Memorial artwork for gays and lesbians persecuted by the Nazis – So new there is very little online about this memorial unveiled in summer 2017. Located on Dult Street (Dultstrasse) at Oberanger street (Oberangerstrasse) across from the square where the Jewish Museum is, this memorial is subtle – just a row of colored inlaid paving stones along the street. A raid at a former gay bar at that corner marked the start of Nazi persecution. By Ulla von Brandenburg.
Where to eat in Munich
Hofbräuhaus – I suppose we must mention this sprawling tourist trap. Fun to walk through, maybe have a beer, but go elsewhere for your dose of pig knuckles Like the Ratskeller mentioned below, not far away.
Ratskeller (City Hall cellar) – Although in town center, this is the real deal, around since the 1900s with a vast network of quaintly Germanic rooms. You will find Bavarian little old ladies and business people here too. And you can get all the Bavarian food you want, including the infamous pig knuckles (Schweinshaxe).

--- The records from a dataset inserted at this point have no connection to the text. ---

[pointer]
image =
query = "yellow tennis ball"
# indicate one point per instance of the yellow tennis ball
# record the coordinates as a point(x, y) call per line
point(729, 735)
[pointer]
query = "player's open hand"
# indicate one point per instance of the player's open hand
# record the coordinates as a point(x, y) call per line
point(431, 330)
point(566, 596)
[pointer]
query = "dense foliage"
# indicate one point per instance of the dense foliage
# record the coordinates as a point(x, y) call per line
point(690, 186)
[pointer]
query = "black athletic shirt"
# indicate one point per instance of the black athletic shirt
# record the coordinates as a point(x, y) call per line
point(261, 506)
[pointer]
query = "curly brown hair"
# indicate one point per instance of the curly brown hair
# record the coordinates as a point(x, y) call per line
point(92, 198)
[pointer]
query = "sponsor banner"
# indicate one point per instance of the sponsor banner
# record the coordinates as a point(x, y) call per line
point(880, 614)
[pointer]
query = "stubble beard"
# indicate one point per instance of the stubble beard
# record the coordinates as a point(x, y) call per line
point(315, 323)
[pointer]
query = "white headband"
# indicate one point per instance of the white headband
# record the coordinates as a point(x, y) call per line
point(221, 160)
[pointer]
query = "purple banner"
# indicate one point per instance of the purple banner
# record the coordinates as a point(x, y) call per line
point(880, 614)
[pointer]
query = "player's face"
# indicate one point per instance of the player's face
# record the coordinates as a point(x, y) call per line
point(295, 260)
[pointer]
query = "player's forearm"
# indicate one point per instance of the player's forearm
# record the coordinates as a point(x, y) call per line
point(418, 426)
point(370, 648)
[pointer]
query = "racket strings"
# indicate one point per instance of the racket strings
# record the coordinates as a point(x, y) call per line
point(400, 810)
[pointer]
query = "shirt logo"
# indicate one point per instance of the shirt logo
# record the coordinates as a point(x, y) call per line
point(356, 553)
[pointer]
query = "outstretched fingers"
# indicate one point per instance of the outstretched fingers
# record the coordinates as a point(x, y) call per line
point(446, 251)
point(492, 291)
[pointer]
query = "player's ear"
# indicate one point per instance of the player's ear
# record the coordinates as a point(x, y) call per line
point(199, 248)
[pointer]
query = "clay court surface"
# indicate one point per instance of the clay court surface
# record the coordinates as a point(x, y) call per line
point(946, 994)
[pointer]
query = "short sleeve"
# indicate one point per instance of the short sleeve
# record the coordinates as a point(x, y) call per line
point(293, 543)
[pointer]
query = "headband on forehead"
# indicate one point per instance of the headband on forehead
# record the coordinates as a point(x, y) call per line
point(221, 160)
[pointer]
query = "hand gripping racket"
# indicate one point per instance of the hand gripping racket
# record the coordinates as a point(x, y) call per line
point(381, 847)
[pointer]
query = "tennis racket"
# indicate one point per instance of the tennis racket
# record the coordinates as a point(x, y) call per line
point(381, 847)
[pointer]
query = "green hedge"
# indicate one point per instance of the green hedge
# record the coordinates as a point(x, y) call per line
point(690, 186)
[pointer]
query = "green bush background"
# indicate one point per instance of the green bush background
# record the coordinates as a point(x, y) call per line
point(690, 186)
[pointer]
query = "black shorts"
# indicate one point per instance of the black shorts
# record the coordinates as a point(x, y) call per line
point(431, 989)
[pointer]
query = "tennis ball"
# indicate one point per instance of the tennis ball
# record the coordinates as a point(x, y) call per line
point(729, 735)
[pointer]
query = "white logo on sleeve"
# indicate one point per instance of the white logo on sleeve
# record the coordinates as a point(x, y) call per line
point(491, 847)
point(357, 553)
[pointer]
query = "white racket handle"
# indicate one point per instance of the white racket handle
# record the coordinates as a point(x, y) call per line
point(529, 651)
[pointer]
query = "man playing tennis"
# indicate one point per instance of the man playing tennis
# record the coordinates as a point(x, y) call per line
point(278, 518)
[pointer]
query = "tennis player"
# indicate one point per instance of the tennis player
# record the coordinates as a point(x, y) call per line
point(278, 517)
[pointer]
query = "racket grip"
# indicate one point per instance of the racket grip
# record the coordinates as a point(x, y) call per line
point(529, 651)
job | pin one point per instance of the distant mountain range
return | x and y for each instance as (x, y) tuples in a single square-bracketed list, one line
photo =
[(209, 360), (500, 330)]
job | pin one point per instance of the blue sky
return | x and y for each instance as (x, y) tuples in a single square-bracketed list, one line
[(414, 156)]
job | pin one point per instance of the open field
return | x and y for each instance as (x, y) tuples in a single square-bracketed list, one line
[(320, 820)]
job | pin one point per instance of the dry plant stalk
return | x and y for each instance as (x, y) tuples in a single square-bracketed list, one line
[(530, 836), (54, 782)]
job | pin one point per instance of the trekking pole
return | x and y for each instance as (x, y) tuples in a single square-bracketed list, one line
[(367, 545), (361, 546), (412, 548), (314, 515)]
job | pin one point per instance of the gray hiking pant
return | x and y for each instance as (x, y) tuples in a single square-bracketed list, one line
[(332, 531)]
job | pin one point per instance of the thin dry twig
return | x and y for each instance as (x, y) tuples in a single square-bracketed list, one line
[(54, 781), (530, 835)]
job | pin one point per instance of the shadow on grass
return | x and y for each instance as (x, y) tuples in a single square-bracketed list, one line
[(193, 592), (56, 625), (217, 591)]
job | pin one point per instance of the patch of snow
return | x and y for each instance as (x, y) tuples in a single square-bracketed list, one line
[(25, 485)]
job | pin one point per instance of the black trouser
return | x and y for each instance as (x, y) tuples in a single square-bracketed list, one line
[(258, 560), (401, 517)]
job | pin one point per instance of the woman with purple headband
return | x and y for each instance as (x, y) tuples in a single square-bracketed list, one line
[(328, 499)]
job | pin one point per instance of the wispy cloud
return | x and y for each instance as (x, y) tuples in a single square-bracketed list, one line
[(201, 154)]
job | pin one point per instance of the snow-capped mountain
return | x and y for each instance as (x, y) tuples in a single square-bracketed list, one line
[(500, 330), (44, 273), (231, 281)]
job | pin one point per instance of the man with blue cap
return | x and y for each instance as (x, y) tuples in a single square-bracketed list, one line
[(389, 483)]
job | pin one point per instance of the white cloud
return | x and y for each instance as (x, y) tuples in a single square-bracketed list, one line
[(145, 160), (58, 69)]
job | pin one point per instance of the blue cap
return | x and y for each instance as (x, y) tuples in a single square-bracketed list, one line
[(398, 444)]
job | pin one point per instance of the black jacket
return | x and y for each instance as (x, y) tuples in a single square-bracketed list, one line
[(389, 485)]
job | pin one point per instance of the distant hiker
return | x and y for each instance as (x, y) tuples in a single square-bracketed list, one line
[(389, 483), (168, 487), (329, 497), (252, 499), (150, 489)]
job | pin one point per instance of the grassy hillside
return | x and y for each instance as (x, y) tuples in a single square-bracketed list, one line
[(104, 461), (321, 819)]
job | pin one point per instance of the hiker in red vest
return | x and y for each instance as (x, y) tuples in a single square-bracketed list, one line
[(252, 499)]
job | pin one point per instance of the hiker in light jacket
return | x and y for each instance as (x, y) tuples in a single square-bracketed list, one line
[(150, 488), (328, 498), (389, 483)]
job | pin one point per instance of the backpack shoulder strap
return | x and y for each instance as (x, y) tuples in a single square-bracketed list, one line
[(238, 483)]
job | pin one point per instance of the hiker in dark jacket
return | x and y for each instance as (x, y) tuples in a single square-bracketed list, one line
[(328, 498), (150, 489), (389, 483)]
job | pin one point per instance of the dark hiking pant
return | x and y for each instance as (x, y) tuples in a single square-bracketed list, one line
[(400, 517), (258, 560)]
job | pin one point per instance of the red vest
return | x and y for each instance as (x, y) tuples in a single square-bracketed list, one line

The Schwabing / University area is a good place to wander and “fall into” someplace, offering many fast casual, but also international and trendy places. The Münchner Freiheit U3/U6 underground stop is in the heart.
Viktualianmarkt is a vast and eclectic collection part farmers market, part food stalls, part beer garden, part restaurant, part take-away, part bakeries and you-name-it related to food. It is right off the main square in central Munich and offers anything you may want from green smoothies to Wiener schnitzel to goodies like honey, fruit, wine and cheese. A local meeting place too, especially when the sun shines.
Pizzeria Grano is veritable hole-in-the-wall smack in city center but nestled into a side street that isn’t easy to find. Make reservations (for what some call the best pizza in town), go at off times, or be prepared to be turned away. Maybe 30 or 40 seats if you squeeze.
Café Riding School (Café Reitschule) sits on the edge of the English Garden and is a delightful place for any meal or great cake. Casual, well priced, and yummy. Choose a table at the windows overlooking the covered riding rink or on the terrace overlooking the stables and outdoor rink in nice weather.
Schneller Pastry Shop (Konditorei Schneller) – You can’t go wrong with cakes and coffees at great prices from Schneller in Schwabing. Cakes baked daily and change frequently. If they are out, they are out. If they have what you want, point at it, then grab a seat and get yummed out.